|
Results
and Discussion
The result of the
statistical tests completed using the samples of data obtained from the two
different types of questionnaires yielded six significant results on
questions/statements one, two, three, five, eleven, and fourteen. The p-values
for the t-tests of these questions/statements all fell below the conventional
p-value of 0.05 needed in order to be considered significant (see Table
1). This means that the differences between those questions mentioned have a
low probability (less than a five percent chance) of being the result of chance
variation but rather are most likely due to differences in the
questions/statements themselves.
In regard to
question one, the difference between the two questions is the scale on which
subjects were asked to respond. In one case, the scale was zero to twenty
whereas in the other case the scale was negative ten to positive ten (see Appendices
A & B). We predicted that the responses on the zero to twenty scale
would be more moderate than the answer on the negative ten to ten scale. The
reason being that negative ten sounds more extreme in terms of its negative
connotations than does zero. This idea was supported as the mean for
questionnaire 1 (with scale zero to twenty) was 11.45 while the mean for
questionnaire 2 was 8.64 (the value was originally -1.36 but was adjusted by +10
in order to be compared on the same scale as questionnaire 1; see Table
1 for more data). A t-test yielded significant results (t (123) = 2.12, p =
0.04). This indicates that people tended to answer that Native Americans were
treated worse on questionnaire 2, with the negative ten to ten scale.
Statement
number two on both questionnaires was identical except for the fact that one was
the negative form of the other. Therefore all the data that was obtained from
questionnaire 1 (see Appendix A) was
inverted, that is to say all “1’s” were converted to “5’s”, all
“2’s” to “4’s”, all “4’s” to “2’s”, and all “5’s”

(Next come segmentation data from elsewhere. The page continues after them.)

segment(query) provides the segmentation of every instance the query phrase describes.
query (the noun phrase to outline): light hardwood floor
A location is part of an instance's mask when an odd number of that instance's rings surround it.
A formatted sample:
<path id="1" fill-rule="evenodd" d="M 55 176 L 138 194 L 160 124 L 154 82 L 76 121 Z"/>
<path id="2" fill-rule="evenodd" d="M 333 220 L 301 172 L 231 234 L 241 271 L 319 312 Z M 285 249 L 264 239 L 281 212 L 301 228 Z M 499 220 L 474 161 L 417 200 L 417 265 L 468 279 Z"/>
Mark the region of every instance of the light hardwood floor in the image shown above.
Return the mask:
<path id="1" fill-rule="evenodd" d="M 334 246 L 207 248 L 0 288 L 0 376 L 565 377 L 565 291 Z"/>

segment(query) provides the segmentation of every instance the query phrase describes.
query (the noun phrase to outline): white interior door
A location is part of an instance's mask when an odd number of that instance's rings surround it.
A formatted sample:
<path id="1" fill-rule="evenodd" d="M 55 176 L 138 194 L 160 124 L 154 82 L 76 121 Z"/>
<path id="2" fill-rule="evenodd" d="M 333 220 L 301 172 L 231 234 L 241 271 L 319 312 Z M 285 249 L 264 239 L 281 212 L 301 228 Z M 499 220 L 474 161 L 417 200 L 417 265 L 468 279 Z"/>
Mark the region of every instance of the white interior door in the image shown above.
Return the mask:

to “1’s” while “3’s” were not altered. This was done so that the two
data sets could be compared statistically. We were not sure what the effect this
wording difference would have, but we predicted the significant difference that
made itself apparent (t (125) = -1.28, p = 0.003). It turned out that the in
regard to the positive form of the question (in questionnaire 2; see Appendix
B), students tended to say that teachers should be required to report such
information (the mean was 3.48) while on the negative form, students tended to
say this less so (the inverted mean was 2.81; the original mean was 3.19 and
5.00 - 3.19 = 2.81 (see Table 1). This
might be because in the positive version, the students were not considering the
teacher’s need to respect statements said in confidence, but rather they were
considering the danger the student posed to himself and others. Conversely, in
the negative version, the right of the teacher to “not” have to do something
was most likely given more importance. If someone were given a choice between
being required to do something or not being allowed to do the opposite of that
something, they would probably tend to choose being required to do something.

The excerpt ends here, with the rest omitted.